Les maîtres de cycle 2 (CP-CE1) déploraient que l’enseignement systématique de la conjugaison et de la grammaire ait lieu alors que les élèves ne maîtrisaient pas encore suffisamment la lecture : « Le programme de français est « trop lourd », « hors de portée » (Nancy-Metz) sur tout le cycle 2. On relève majoritairement des difficultés sur les apprentissages de l’étude de la langue à « un moment où les élèves ne sont pas encore des lecteurs aguerris » (Nice). Les élèves ne comprennent pas la notion de conjugaison. De façon plus générale, les notions de français sont trop abstraites pour des enfants de cet âge-là. Les élèves n’ont pas la maturité. Il faut « s’appuyer sur l’oral notamment pour travailler la conjugaison » et mettre « l’accent sur le présent et le futur ». La conjugaison au passé composé au CE1 est « inaccessible ». En grammaire, la démarche proposée est trop explicite (Nice). La nature des mots, le genre et le nombre ainsi que l’accord ne peuvent être acquis par des enfants qui ne sont pas encore en possession de la lecture. Cet enseignement est effectué alors que les élèves ont encore besoin d’apprendre à lire. Il conviendrait de supprimer les classes de mots (Rouen). Les adverbes sont très souvent cités comme « difficiles à enseigner » voire à supprimer (Reims). Ces apprentissages se font au détriment de la lecture. Les notions sont abordées « prématurément » » (p. 18). Dont acte, et le Ministère de préconiser dans sa circulaire : « Afin de préparer les élèves à une réflexion sur la langue, en grammaire, l’étude des propriétés définissant certaines classes de mots (nom, verbe, adjectif, déterminant) est d’abord au service de la maîtrise de l’écriture et de l’orthographe. Elle s’effectue essentiellement à l’aide de manipulations et de transformations, sans objectif de systématisation ». De même : « La première approche des formes verbales vise à faire repérer les ressemblances entre les marques liées au temps ou au sujet. Des situations orales d’entraînement permettent d’en approcher les mécanismes de construction et d’en faire apparaître les régularités. »
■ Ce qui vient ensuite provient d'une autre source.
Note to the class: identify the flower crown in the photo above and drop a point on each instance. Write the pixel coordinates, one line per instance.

Les enseignants du cycle 2 jugeaient les opérations « technicistes », affirmaient que « les élèves « mélangent tout » parce qu’ils apprennent les techniques sans le sens », ils demandaient en conséquence que « les situations problèmes et la manipulation devancent la technique opératoire » (p. 18) ; le Ministère prend en considération cet avis et affirme : « La construction du sens, l’automatisation et la mobilisation des savoirs sont particulièrement complémentaires en mathématiques. Comprendre les différentes opérations est indispensable à l’élaboration de savoirs solides que l’élève peut alors réinvestir. En parallèle, l’automatisation de la connaissance de « faits numériques » augmente considérablement les capacités de « calcul intelligent », où l’élève comprend ce qu’il fait et pourquoi il le fait. La résolution de problèmes permet de donner du sens aux apprentissages et de conforter les compétences dans chacun des domaines mathématiques. »
Les maîtres du cycle 3 (CE2-CM) demandaient « une forte augmentation du temps imparti à la résolution de problème pour donner du sens aux apprentissages dans ce domaine » (p. 22). Le Ministère martèle : « La résolution de problèmes joue un rôle essentiel dans l’activité mathématique. Elle est présente dans tous les domaines et s’exerce à tous les stades des apprentissages. »
Il semblerait donc que cet aggiornamento ministériel concernant les programmes du primaire aille dans le sens des désirs enseignants.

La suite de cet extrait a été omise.